Currently, there is a big increase in the usage of data analytics applications and services because of the growth in the data produced from different sources. The QoS properties such as response time and latency of these services are important factors to decide which services to select. As a result of IT expansion, energy consumption has become a big issue. Therefore, establishing a QoS-based web service recommender system that considers energy consumption as one of the essential QoS properties represents a significant step towards selecting the energy efficient web services.
This dissertation presents an experimental study on energy consumption levels and latency behavior collected from a set of data mining web services running on different datasets. Our study shows that there is a strong relation between the dataset properties and the QoS properties. Based on the findings from this study, a recommender system is built which considers three dimensions (user, service, dataset). The energy consumption values of candidate services invoked by specific users can be predicted for a given dataset. Afterwards, these services can be ranked according to their predicted energy values and presented to users.
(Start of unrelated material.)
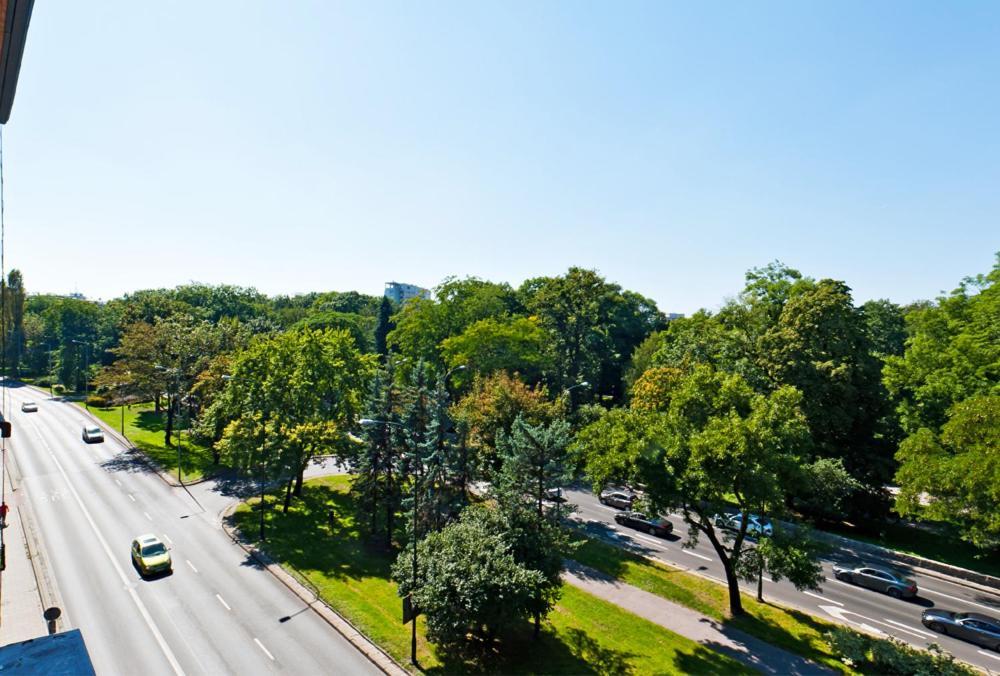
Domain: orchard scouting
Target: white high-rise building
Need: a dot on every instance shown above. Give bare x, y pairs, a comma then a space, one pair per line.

We propose three approaches to build our recommender system and we treat it as a context-aware recommendation problem. The dataset is considered as contextual information and we use a context-aware matrix factorization model to predict energy values. In the first approach, we adopt the pre-filtering model where the contextual information serves as a query for filtering relevant rating data. In the second approach, we propose a new method for the pre-filtering implementation. Finally, in the last approach, we adopt the contextual modeling method and we explore different ways of representing dataset information as contextual factors to investigate their impacts on the recommendation accuracy.
We compare the proposed approaches with the baseline approaches and the results show the effectiveness of the proposed ones. Also, we compare the performance of the three approaches to discover the best-fit approach when being measured using different metrics. Both prediction and recommendation accuracy of the proposed approaches are significantly better than the baseline models.